3楼-- · 2019-03-07 17:07

SimpleDB has some scalability limitations. You can only scale by sharding and it has higher latency than mongodb or cassandra, it has a throughput limit and it is priced higher than other options. Scalability is manual (you have to shard).

If you need wider query options and you have a high read rate and you don't have so much data mongodb is better. But for durability, you need to use at least 2 mongodb server instances as master/slave. Otherwise you can lose the last minute of your data. Scalability is manual. It's much faster than simpledb. Autosharding is implemented in 1.6 version.

Cassandra has weak query options but is as durable as postgresql. It is as fast as mongo and faster on higher data size. Write operations are faster than read operations on cassandra. It can scale automatically by firing ec2 instances, but you have to modify config files a bit (if I remember correctly). If you have terabytes of data cassandra is your best bet. No need to shard your data, it was designed distributed from the 1st day. You can have any number of copies for all your data and if some servers are dead it will automatically return the results from live ones and distribute the dead server's data to others. It's highly fault tolerant. You can include any number of instances, it's much easier to scale than other options. It has strong .net and java client options. They have connection pooling, load balancing, marking of dead servers,...

Another option is hadoop for big data but it's not as realtime as others, you can use hadoop for datawarehousing. Neither cassandra or mongo have transactions, so if you need transactions postgresql is a better fit. Another option is Amazon RDS, but it's performance is bad and price is high. If you want to use databases or simpledb you may also need data caching (eg: memcached).

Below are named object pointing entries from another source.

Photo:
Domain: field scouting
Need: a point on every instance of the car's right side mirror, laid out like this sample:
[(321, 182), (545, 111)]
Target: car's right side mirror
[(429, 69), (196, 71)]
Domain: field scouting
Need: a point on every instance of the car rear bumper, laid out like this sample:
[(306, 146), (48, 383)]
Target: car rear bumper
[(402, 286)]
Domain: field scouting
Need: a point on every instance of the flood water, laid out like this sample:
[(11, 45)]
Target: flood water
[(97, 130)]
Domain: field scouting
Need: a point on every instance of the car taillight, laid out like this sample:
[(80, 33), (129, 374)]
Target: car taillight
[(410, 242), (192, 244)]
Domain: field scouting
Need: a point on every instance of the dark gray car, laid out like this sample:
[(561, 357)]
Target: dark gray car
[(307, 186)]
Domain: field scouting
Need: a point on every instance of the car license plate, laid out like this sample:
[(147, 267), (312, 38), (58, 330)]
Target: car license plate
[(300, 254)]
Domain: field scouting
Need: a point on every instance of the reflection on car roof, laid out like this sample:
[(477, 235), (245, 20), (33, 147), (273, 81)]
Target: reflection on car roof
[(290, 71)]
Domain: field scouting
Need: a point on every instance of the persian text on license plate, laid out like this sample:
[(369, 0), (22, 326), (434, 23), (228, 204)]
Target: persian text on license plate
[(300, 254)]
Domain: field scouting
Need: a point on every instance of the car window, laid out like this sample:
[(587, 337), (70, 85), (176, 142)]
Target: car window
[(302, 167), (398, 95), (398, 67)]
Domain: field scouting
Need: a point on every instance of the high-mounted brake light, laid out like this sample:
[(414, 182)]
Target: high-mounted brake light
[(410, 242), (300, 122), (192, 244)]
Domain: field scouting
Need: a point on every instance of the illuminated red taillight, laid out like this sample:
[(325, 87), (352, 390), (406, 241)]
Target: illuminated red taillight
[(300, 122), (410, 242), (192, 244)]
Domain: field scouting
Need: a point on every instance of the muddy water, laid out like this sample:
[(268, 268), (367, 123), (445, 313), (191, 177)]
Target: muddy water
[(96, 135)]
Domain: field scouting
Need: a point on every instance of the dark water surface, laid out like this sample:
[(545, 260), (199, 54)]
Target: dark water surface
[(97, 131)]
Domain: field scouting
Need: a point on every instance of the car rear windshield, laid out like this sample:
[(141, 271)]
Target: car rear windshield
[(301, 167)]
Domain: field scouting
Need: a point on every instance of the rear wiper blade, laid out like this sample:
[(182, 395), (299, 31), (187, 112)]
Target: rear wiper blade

For web apps, if your data is small I recommend mongo, if it is large cassandra is better. You don't need a caching layer with mongo or cassandra, they are already fast. I don't recommend simpledb, it also locks you to Amazon as you said.

If you are using c#, java or scala you can write an interface and implement it for mongo, mysql, cassandra or anything else for data access layer. It's simpler in dynamic languages (eg rub,python,php). You can write a provider for two of them if you want and can change the storage maybe in runtime by a only a configuration change, they're all possible. Development with mongo,cassandra and simpledb is easier than a database, and they are free of schema, it also depends on the client library/connector you're using. The simplest one is mongo. There's only one index per table in cassandra, so you've to manage other indexes yourself, but with the 0.7 release of cassandra secondary indexes will bu possible as I know. You can also start with any of them and replace it in the future if you have to.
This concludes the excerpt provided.